Su primera misión: hacer que el protagonista masculino se enamore de ella. El problema: él la odia con un puntaje de -123,456.
Adrián Navarro fue prisionero, torturado, y mutilado durante años. Su cuerpo se regenera de cualquier herida — un don que otros usaron para hacerlo sufrir. No confía en nadie. No ama a nadie.
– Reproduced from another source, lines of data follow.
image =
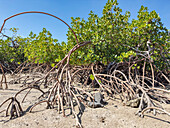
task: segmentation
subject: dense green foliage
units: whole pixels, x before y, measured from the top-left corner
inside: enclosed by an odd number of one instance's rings
[[[159,15],[141,6],[137,19],[129,21],[129,18],[130,12],[123,14],[117,0],[108,0],[101,17],[92,11],[87,20],[72,17],[71,27],[77,34],[78,41],[92,41],[92,44],[75,51],[71,56],[71,64],[81,65],[95,61],[107,64],[112,61],[124,61],[129,56],[136,56],[136,52],[148,51],[148,48],[151,48],[152,61],[159,68],[165,68],[169,35]],[[11,47],[11,39],[1,39],[0,60],[23,62],[28,59],[53,66],[76,45],[70,29],[67,37],[67,43],[58,43],[49,31],[43,29],[39,35],[31,32],[27,38],[14,37],[13,40],[19,46],[17,48]]]

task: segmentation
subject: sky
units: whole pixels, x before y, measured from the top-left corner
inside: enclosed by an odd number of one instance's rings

Y definitivamente no planea enamorarse de la mujer que lo tuvo cautivo.
Pero Serena no es la villana que él recuerda.
Con su espíritu guía (un loro parlanchín llamado Lilo), un medidor de afinidad que marca cifras ridículas, y un corazón demasiado terco para rendirse, Serena se propone cambiar el destino de todos. El de Adrián. El de sus amigos. El suyo propio.
Lo que no sabe es que su historia no empieza en una novela. Empieza hace diez mil años, cuando dos almas se encontraron por primera vez — y el destino juró separarlas.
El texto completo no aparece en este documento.